I haven't been doing great at keeping my New Year's resolution
to spend more time with my horse, but today I was proud of myself: I only had about 20 minutes at the barn, but I went anyway, even though that meant getting fast food and eating while driving!
Since we didn't have much time, I decided to forego grooming (gasp!) and take Panama on a quick walk in the field. After my work to expand his comfort zone
over the weekend, I decided we need to work on this more often. My goal is to be working on riding him on the trails alone by summer. Even if we don't get very far each time it'll be a nice thing to be working on when the weather warms up.
Today I just hand-walked him again. He's getting more confident and I think I may try lunging him out there this weekend if the snow we're supposed to get tonight doesn't stick. Today he crossed the road on a loose lead, perfectly relaxed until we got into the field.

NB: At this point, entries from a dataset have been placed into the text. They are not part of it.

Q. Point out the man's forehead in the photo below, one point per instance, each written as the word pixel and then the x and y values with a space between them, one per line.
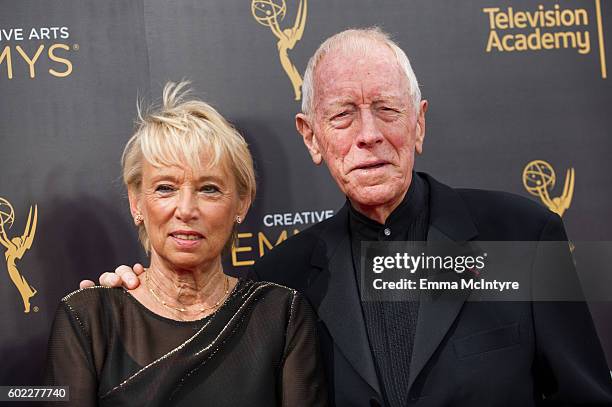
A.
pixel 348 74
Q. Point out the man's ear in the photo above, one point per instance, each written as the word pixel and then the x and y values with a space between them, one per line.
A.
pixel 305 128
pixel 420 133
pixel 134 198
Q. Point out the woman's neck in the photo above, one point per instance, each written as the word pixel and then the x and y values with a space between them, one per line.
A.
pixel 199 287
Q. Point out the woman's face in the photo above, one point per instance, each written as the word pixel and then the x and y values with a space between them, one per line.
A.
pixel 188 214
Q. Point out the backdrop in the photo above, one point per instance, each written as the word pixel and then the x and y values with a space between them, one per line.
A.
pixel 519 101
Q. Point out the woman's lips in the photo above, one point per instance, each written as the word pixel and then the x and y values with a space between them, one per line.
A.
pixel 186 239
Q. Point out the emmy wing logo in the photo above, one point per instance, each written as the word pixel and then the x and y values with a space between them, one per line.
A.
pixel 539 179
pixel 270 13
pixel 16 248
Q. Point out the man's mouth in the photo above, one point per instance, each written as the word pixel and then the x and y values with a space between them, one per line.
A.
pixel 371 165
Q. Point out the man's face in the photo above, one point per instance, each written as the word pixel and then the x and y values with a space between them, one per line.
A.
pixel 364 126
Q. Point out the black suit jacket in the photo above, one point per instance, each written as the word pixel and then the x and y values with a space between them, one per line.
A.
pixel 465 353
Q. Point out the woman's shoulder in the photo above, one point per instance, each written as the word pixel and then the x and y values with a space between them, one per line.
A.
pixel 269 288
pixel 89 300
pixel 275 297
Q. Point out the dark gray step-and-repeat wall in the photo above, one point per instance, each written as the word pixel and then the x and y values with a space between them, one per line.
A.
pixel 518 90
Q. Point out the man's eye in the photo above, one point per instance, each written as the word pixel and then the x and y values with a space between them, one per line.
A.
pixel 209 189
pixel 340 115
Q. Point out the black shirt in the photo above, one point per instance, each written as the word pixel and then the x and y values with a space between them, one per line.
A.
pixel 391 324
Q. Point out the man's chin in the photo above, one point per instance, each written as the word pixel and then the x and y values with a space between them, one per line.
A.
pixel 376 195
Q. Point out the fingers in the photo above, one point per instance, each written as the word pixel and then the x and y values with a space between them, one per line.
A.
pixel 127 277
pixel 86 284
pixel 109 279
pixel 138 269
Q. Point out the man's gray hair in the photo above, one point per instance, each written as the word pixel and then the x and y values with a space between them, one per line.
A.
pixel 357 39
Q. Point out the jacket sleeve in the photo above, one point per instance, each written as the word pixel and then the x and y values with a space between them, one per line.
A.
pixel 570 366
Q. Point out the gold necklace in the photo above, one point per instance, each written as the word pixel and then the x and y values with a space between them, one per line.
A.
pixel 182 309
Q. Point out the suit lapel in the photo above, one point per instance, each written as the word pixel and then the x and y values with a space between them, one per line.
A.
pixel 450 223
pixel 336 297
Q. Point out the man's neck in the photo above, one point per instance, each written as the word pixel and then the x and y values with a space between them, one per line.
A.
pixel 379 213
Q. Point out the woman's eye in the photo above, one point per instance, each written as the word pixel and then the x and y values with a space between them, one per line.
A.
pixel 209 189
pixel 164 188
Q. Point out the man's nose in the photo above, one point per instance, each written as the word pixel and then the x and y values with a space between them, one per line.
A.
pixel 369 134
pixel 187 208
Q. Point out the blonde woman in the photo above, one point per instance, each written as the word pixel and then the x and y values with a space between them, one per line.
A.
pixel 189 334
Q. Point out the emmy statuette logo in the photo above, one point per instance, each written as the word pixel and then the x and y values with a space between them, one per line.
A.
pixel 270 13
pixel 16 248
pixel 539 179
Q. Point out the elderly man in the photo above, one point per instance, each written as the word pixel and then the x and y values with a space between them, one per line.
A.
pixel 362 115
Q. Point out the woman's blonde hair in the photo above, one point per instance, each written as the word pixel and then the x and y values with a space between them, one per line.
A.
pixel 180 132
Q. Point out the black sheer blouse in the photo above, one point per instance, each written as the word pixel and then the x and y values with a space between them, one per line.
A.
pixel 259 349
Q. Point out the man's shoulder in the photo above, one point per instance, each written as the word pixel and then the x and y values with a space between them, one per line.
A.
pixel 293 256
pixel 500 215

Then he noticed how many cars were parked right off the road there — mine, the instructor who gives lessons on the property's owner's horse, and the mom and siblings of the little girl who was currently riding.
The thing that startled Panama was that he heard sounds coming from the minivan. I don't think he is fully understanding yet that people can be inside
cars. Whenever I call out to him from inside the car, he looks around like he can't figure out where my voice is coming from. So I think realizing there were people in the minivan was something of a shock for him: He froze, stretched his neck up as tall as it would go, and stared daggers at that van!
I let him look for a moment or two. He was very good and didn't spook, but when we started walking again I had to jab his shoulder with my elbow a few times to keep him from trying to lean against me as we walked. Once he forgot about the minivan he was fine again, but then four teenage boys jogged down the street behind us, so of course Panama had to stop and watch that, too. It was curiosity, though, and not fright, so I let him.
Ultimately we walked farther away from home this time than we have before, and he was fine with it. Way out in the field, I stood at his shoulder and encouraged him to bend his neck around me, as an effort to keep him focusing on what we were doing. He resisted at first, then realized what I wanted and turned his head into my chest. We were both quite content to stand and "snuggle" like that for several moments, gazing across the field at the late afternoon sun. It was a beautiful moment and I wish someone had been there to take our picture.
Only after the moment ended did Panama take an interest in grazing. (He hadn't tried once this entire time.) I let him munch for a few minutes and then tugged gently on the lead and said, "Head." He lifted his head right away. I was so proud! Hopefully by the time the grass starts coming in green, he'll be so used to not grazing much out there that he won't be too distracted by it.
We finished our walk back with a "Meet Mommy's car" session. I opened the door, let him sniff, and then swung it shut. Panama tensed but didn't jump, so I did it all again. That time he sniffed the door more boldly, and didn't tense at all when I shut it. We've seen rangers' vehicles periodically while trail riding, and it's hit or miss as to whether he's okay with that, so I decided getting him used to my car (any car) would be a good thing.
It was a satifying walk, and a good use of my limited time. I hope I get a chance to work with him on it this weekend too!